LONDRA – Il chirurgo sta per andare in vacanza? Il paziente ha il doppio delle probabilità di morire sul tavolo operatorio, sostiene uno dei migliori medici inglesi. Il cardiologo Samer Nashef afferma di aver osservato i tassi di mortalità dei pazienti prima e dopo una vacanza dei chirurghi. Ha scoperto che i pazienti operati il giorno precedente a quello in cui il chirurgo era in procinto di partire in vacanza, avevano un tasso di mortalità un po’ più del doppio, rispetto a quelli operati al suo ritorno.

Nashef, è il medico che ha confutato gli avvertimenti del Servizio Sanitario Nazionale, ossia che mangiare burro, sale e patatine aumenta il rischio di malattie cardiache. “Ci sono alcune attenzioni che sicuramente aiutano. La prima e più importante è non fumare, come quella di curare l’obesità. Quando si soffre di ipertensione, inoltre, è necessario tenerla sotto controllo così come quando si ha il diabete. Le cose che non contano invece, sono il burro, sale, patatine, poiché non costituiscono un problema”.

Da un precedente studio è emerso che i pazienti che si sottopongono a operazioni di routine di venerdì, hanno il 24% in più di probabilità di morire, rispetto a chi si opera all’inizio della settimana.
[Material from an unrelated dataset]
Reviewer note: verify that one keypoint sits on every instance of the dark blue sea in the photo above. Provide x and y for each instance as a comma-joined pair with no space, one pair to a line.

La cifra è preoccupante poiché riguarda interventi di routine, come la protesi all’anca, e non casi di emergenza potenzialmente più complicati. I pazienti operati nel fine settimana, hanno un recupero più difficile poiché c’è meno personale in servizio, l’impossibilità di poter effettuare analisi importanti, quali ad esempio la Tac, le ecografie. In generale, i pazienti ricoverati nei fine settimana, ricevono le cure peggiori più o meno sotto ogni aspetto che riguarda il loro trattamento terapeutico.